As he gets closer, he sees her face looks like she was attacked by live trees in a fairy tale. They just whacked at her with their thin branches until she reached the other side of the haunted forest. She sports a large flesh-colored bandage that almost blends in with her neck. Her hands are bruised, the knuckles swollen. She wears a sleeveless white-and-yellow-checked blouse over blue jeans rolled up at the cuffs and low-top canvas Converse sneakers. When she looks back at him, her eyes are a little too bright for Bobby’s taste. It’s a brightness he’s seen before in the eyes of people who can’t be reached.

He eyes her cuts, her bruises and bandages. “Happened to you?”

She shrugs. “You should see the other girls.”

“Plural?”

She nods. “Never could respect bitches who forget that if you start a fight you should damn well fucking know how to finish one.”

He feels the smile find his face a second before he thinks to pull it back. “What can I do for you, Mrs. Fennessy?”

“Call me Mary Pat.”

“What can I do for you, Mary Pat?”

“I was wondering if you were still looking for my daughter.”

“You betcha. Happen to know where she is?”

Something dislodges in the brightness of her eyes for a moment, a flash of uncertainty and pain, but then it disappears, and the brightness returns.

“I don’t,” she says.

“So why are you here?”

“It might help me find her if I knew — really knew — why you were looking for her.”

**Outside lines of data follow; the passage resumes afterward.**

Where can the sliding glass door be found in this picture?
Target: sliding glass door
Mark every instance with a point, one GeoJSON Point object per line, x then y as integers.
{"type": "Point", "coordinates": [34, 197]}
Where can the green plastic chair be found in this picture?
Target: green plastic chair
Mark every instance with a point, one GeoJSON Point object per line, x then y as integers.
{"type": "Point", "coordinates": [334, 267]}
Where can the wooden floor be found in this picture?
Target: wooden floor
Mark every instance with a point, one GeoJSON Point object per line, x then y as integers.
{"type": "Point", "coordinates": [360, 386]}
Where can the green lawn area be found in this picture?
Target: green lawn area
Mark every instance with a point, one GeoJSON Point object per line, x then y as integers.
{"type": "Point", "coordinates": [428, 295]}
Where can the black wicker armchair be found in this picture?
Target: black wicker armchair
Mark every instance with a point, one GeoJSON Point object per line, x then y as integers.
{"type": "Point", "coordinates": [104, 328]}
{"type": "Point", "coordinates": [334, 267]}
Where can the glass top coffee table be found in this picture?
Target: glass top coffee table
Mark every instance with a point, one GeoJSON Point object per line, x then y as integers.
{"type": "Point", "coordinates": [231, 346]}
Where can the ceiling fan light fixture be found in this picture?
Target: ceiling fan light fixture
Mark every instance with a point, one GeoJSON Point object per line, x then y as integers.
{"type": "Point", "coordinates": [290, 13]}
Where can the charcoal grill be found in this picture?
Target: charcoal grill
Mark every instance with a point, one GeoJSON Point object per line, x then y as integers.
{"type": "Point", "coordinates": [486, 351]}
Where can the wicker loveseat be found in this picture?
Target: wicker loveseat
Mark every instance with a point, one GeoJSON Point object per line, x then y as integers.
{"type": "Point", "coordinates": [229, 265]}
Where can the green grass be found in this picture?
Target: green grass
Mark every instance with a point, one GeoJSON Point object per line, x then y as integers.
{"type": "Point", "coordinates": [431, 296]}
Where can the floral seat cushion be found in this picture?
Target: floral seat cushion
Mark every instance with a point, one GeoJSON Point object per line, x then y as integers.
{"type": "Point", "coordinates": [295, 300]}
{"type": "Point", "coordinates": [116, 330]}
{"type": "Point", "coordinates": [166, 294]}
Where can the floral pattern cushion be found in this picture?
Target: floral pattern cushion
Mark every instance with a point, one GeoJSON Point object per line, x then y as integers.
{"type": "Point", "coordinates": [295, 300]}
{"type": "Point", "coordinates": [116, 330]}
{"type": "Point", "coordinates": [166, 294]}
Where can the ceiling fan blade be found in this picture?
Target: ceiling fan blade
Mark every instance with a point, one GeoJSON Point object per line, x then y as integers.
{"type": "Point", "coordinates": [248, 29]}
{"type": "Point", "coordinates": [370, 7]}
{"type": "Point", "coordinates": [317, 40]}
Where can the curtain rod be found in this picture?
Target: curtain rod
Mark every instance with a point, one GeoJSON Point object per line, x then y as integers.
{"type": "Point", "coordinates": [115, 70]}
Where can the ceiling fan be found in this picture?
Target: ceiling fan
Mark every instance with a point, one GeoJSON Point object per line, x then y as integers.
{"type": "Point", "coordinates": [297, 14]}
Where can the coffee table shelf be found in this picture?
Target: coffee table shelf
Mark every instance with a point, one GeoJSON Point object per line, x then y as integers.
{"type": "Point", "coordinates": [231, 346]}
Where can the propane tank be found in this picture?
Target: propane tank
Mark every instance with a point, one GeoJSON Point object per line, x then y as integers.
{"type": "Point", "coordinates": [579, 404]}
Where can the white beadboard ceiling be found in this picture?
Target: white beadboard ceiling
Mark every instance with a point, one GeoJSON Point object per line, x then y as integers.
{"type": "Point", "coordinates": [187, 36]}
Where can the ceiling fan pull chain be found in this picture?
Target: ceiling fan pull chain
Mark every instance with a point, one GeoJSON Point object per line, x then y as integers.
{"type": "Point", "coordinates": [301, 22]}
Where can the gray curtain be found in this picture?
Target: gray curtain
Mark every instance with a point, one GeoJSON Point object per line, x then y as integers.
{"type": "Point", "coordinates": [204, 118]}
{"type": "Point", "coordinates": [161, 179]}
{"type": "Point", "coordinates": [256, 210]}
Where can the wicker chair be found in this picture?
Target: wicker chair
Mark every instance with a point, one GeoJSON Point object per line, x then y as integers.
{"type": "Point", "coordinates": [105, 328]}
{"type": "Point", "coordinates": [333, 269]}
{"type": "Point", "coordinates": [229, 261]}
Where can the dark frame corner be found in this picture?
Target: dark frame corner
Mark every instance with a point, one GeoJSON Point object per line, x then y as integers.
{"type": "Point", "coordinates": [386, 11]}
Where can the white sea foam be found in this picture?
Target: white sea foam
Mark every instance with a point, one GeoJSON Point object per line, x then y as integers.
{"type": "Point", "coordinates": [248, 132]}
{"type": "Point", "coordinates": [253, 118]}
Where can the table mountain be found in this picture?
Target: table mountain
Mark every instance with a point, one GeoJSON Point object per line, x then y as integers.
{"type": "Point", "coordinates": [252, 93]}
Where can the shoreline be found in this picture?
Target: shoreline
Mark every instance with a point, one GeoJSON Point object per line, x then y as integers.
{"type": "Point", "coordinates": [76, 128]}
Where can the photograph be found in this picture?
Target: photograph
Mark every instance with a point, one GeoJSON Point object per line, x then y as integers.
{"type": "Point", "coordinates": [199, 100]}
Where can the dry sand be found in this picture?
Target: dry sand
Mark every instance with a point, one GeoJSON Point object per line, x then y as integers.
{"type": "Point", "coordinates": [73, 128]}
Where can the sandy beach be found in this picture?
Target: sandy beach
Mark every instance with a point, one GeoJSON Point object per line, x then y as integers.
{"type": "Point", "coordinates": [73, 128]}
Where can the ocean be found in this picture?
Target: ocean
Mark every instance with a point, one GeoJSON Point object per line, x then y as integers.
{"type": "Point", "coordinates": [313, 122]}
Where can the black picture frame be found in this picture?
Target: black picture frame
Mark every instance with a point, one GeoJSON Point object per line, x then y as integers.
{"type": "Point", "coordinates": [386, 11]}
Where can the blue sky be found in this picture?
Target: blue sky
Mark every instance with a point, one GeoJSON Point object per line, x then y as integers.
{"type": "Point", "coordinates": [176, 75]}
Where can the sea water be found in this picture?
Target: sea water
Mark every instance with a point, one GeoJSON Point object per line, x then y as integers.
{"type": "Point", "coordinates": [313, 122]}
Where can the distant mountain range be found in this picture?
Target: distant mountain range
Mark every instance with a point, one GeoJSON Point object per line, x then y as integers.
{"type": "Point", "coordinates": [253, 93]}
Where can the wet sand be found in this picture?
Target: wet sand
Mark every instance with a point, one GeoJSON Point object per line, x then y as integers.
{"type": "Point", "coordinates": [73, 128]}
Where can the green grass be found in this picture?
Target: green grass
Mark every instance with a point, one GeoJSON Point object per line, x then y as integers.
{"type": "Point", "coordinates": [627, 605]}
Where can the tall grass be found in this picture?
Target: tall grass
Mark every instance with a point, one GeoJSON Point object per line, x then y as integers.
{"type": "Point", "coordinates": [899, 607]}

He cocks his head at her, waits her out.

“What?” she asks.

“You know why I’m looking for her.”

“Because you think she was on the platform when Auggie Williamson died.”

“It’s gone a little beyond ‘think.’”

“Okay,” she says. “So how come no one has been arrested?”

“Because there are laws against just arresting people willy-nilly without hard evidence.”

“But you can bring them in for questioning.”

“Who says we haven’t?”

“If you had, you would have gotten some evidence.”

“Is that how it works?” He chuckles as he flicks his cigarette into the alley. “Wasn’t your first husband Dukie Shefton?”

She cocks her head at him. “Someone’s been doing his homework.”

“And Dukie was in the Life. I mean, man was a legend among thieves.”

Mary Pat feels a small flush of ancient pride well up in her at the memory of her first husband and his street rep. “He was.”

“And he was an independent, correct?” Bobby says. “Wasn’t affiliated with a crew.”

“He was independent, all right.” Mary Pat lights her own cigarette.

“But,” Bobby says, hitting the word for emphasis, “he still kicked up a percentage of his take to Marty Butler.”

She shrugs. “That’s the way it is in Southie.”

“‘That’s the way it is in Southie.’ We’re in agreement then, Mary Pat. So, if I bring people in for questioning but can’t get any evidence at all out of them because they don’t even get to talk to me for five minutes before a lawyer raps on the door, what does that tell you?”

She looks at him for a long while, rolling the cigarette up and down between her fingers. “Tells me those people are a lot less afraid of you than they are of someone else.”

“Yup.”

She takes a thoughtful drag, exhales a series of smoke rings that drift toward the alley before dissipating one by one. “So you’re saying the crime will go unsolved?”

“Hell, no,” he tells her. “No one’s letting this one drop.”

“Because a black kid died?”

“Because a black kid died on the dividing line between Southie and Dorchester on the eve of busing. It makes for the kinda story line newspapers tend to squeeze a lot of mileage out of.”

“Yet no one’s in jail.”

“Because we haven’t broken the logjam. But we will. And when we do, the dominoes will fall.”

“Or the bodies will.”

“Excuse me?”

She shifts on the hood, pulls one leg up there with her, grips the ankle. “You know as well as me that if any of this leads back to Marty Butler, all the kids on that platform that night are as dead as Auggie Williamson.”

“Why’d you say it that way?”

“What way?”

“You said ‘all’ the kids like some of them are gonna be dead regardless.”